In the United Kingdom Akkad once tried to buy Pinewood Studios from the Rank Organisation and also had a studio at Twickenham.
He was in the process of producing a $80 million movie featuring Sean Connery about Saladin and the Crusades, for which he already had the script, that would be filmed in Jordan.
Speaking of the film, he said:
“...Saladin exactly portrays Islam. Right now, Islam is portrayed as a terrorist religion. Because a few terrorists are Muslims, the whole religion has that image. If there ever was a religious war full of terror, it was the Crusades. But you can't blame Christianity because a few adventurers did this. That's my message."
In a tragic twist of fate, Akkad, and his 34-year-old daughter Rima Akkad Monla, were killed in the 2005 Amman bombings.
They were both in the lobby at the Grand Hyatt when a suicide bomber sent by Al-Qaeda in Iraq detonated his device.

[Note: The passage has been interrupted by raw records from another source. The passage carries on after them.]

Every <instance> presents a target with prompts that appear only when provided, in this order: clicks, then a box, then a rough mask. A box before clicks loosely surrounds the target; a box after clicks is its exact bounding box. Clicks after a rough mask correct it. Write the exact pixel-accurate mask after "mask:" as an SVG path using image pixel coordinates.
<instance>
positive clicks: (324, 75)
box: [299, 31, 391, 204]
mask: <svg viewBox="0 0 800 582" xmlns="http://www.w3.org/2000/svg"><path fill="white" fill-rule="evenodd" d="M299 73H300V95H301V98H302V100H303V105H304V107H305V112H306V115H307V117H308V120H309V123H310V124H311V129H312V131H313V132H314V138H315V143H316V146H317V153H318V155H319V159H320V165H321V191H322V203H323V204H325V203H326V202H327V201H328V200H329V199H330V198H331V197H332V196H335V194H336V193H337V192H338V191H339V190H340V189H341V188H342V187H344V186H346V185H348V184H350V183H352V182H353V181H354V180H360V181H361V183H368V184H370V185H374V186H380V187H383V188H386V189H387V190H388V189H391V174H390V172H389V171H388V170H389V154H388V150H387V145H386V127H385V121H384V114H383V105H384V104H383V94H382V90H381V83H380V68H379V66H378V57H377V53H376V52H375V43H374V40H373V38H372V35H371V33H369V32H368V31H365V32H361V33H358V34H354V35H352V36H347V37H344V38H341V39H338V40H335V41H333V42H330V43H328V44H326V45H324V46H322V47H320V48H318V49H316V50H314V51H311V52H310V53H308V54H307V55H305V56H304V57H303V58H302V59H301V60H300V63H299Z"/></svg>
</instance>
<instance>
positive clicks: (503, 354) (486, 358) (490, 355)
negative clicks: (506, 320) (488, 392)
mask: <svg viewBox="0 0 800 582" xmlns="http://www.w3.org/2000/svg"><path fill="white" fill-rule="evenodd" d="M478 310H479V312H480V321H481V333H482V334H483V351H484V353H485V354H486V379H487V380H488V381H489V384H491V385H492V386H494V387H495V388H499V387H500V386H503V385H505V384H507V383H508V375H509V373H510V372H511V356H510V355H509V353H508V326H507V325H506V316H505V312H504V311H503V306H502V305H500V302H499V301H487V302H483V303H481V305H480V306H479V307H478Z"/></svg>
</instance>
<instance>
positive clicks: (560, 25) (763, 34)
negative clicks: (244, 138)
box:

His daughter died instantly, and Akkad died of his injuries two days later in a hospital.
Akkad is survived by three sons.
Sons include Tarek (his oldest) and Malek, who helped produce most of the Halloween movies.
Mudpe adds -Youtube Credits of the film, The Message -
In Mudpie's view, this is the most memorable scene of the film, Lion of the Desert -
Mudpie adds - not many of us today know that Akkad encountered violent objections to his making the Message.
The extremists were outraged by The Message – or, as it was then called, Mohammed, Messenger Of God.
Although Akkad had observed the prohibition against representations of the Prophet, even a rumored glimpse of his shadow (which the director had at one time considered) provoked objections. Hamaas Abdul Khaalis, formerly a Seventh Day Adventist called Ernest McGhee, decided to do something about the abomination.
A dozen Muslims seized three buildings, and took 120 hostages, including (in an early example of the many internal contradictions of the Rainbow Coalition) the future mayor of Washington, DC, Marion Barry.
He was one of a couple of dozen injured. Jewish hostages were abused.
A reporter was killed.
Fast forward a few years, and we now know that this was just a sign of things to come.
Moustapha Akkad was a great missionary of the late 20th century, as his message of The Message had reached millions of people, both Muslim and non-Muslim.
And nothing that the savages of al-Qaeda can do will ever take that away from him.